QUE EL TRIBUNAL SUPREMO no es un nido de peligrosos izquierdistas parece difícilmente discutible. Más bien cabría pensar que si alguna ideología predominara entre sus miembros no sería precisamente la del radicalismo socialista. No hay nada más que ver, por cierto, la decoración del salón en que, cada año, se inaugura el curso judicial, con crucifijos al viejo estilo king size incluidos.
Pues bien, que la Sala de lo Contencioso Administrativo de ese tribunal haya resuelto por una mayoría aplastante que la asignatura de Educación para la Ciudadanía no vulnera el derecho de los padres a que sus hijos reciban la educación que ellos, los padres, deseen, pone de manifiesto, como se recoge hoy mismo en la prensa, que si el montaje creado acerca de esa materia por los obispos y asociaciones con ideas afines a ellos había alcanzado cierta repercusión fue porque el Partido Popular encontró en él un "buen tema con el que crear conflicto en el ámbito educativo". El ejemplo de la Comunidad Valenciana, donde se intentó vanamente que la disciplina en cuestión se impartiera en inglés, es suficientemente ilustrativo de lo que digo.

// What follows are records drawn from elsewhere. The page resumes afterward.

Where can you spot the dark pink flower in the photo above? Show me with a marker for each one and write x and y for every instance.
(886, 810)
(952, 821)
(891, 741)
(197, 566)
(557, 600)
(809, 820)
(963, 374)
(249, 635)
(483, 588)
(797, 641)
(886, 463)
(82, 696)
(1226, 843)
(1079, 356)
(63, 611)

Ahora, con independencia de la opinión que a muchos nos merezca la introducción en los currículos escolares de una materia que recuerda a las viejas marías de antaño, es de esperar que tras la sentencia del izquierdista Tribunal Supremo, el arzobispo de Madrid, Antonio María Rouco (en la foto, informalmente vestido, es saludado por Esperanza Aguirre), que calificó la obligatoriedad de cursar la asignatura de Educación para la Ciudadanía de inconstitucional, reconozca su error o bien, empeñado ya en el ridículo más espantoso, excomulgue a los jueces que tan integralmente lo han despojado de sus vestiduras, dejándolo en un despelote impropio de su dignidad y categoría.